Nachdem es zur Jahrtausendwende den besagten Knick gab, nimmt die Anzahl moderner Squashcenter mittlerweile wieder zu. Viele Menschen – vor allem viele Tennis- und Badmintonspieler – haben das Squash als intensives Ganzkörpertraining für sich entdeckt. Obwohl die Grundmechanik des Squash auf den ersten Blick genauso wie beim Tennis anmutet, entwickelt das Spiel doch eine ganz eigene Dynamik. Grundsätzlich ist das Treiben in der Squash Halle härter, schneller und schweißtreibender – kein Wunder, sind die Platzverhältnisse doch deutlich mehr eingeschränkt. Die Ballwechsel kommen in der Squashhalle entsprechend auch schneller und intensiver. Selbst fortgeschrittene Sportler, die regelmäßig Tennis oder Badminton spielen, kommen bei den ersten Runden in der Squash Halle unerwartet schnell ins Schwitzen.
Wenn Sie noch nie ein Squashcenter von innen gesehen haben oder gar mit der Sportart an sich (noch) nichts anfangen können, lässt sich das Phänomen Squash dennoch ziemlich schnell erfassen: Gespielt wird in einem von vier Wänden umgebenen Raum im Format von 9,75 x 6,4 Meter. Moderne Squash Center bieten in der Regel mehrere solcher „Courts“ nebeneinander an. Manche haben – wenn auch selten – größere Squash Hallen (9,75 x 7,62 Meter) im Programm, die für Doppel-Begegnungen genutzt werden können.

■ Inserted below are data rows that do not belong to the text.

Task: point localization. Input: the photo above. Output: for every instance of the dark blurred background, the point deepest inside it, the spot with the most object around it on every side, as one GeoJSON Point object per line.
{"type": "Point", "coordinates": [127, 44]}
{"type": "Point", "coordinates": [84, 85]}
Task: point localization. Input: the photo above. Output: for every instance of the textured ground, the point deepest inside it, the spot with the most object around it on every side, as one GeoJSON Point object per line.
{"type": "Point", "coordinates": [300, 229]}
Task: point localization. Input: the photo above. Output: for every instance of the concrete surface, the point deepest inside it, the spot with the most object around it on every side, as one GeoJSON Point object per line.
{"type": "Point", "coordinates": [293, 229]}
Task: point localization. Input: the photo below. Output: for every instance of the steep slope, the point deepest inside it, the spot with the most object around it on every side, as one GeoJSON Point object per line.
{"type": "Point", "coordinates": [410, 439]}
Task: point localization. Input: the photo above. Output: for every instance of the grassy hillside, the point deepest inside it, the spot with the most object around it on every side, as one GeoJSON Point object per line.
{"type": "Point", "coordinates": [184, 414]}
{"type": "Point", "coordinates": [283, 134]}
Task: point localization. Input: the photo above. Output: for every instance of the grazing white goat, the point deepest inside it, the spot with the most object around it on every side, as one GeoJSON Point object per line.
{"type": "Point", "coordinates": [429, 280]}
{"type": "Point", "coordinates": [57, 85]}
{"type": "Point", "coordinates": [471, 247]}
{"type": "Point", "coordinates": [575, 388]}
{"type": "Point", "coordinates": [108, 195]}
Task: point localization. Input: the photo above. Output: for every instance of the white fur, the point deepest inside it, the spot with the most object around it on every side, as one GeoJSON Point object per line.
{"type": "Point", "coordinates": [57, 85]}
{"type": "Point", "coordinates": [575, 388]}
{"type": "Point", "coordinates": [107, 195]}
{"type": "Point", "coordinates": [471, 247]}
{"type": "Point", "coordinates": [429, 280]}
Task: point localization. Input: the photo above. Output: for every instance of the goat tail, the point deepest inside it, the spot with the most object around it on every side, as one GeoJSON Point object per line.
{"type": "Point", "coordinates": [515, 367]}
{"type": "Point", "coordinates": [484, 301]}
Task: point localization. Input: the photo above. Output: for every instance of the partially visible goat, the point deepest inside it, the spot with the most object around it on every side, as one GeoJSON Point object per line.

In einem Squash Center wird mit speziellen Schlägern sowie einem speziellen Ball aus Gummi mit einem Durchmesser von 39 bis 40,5 Millimeter gespielt.
Der Aufschlag erfolgt stets aus einem der beiden Aufschlagfelder der Squashhalle. Wichtig: Der aufschlaggebende Spieler muss währenddessen mit mindestens einem Fuß darin stehen, da der Spielzug sonst für ungültig erklärt wird. Im Zuge des Aufschlags muss der Ball oberhalb der sogenannten Aufschlaglinie auftreffen und anschließend im Spielfeldviertel des Gegners ankommen. Grundsätzlich gilt: Bei jedem Aufschlag muss der Ball direkt oder indirekt die Vorderwand berühren. „Indirekt“ bedeutet in diesem Zusammenhang, dass der Ball beispielsweise über die Seiten- oder Rückwand dahingelangt. Ein „Aus“ liegt vor, wenn er außerhalb der roten Begrenzungslinien auf die Wand, die Begrenzungslinie selbst oder das so genannte „Tin“ trifft.
Das „Tin“ ist eine Begrenzung im unteren Bereich der Vorderwand. In vielen Squash Hallen ist dieser mit einem Blechüberzug versehen, so dass beim Auftreffen des Balls ein charakteristisches Geräusch zu vernehmen ist. Treffen zwei eingespielte Gegner aufeinander, geht es in der Squashhalle im wahrsten Sinne des Wortes Schlag auf Schlag. Squash schärft dabei nicht nur ihre allgemeine Fitness, sondern auch das Reaktions- und Koordinationsvermögen nachhaltig.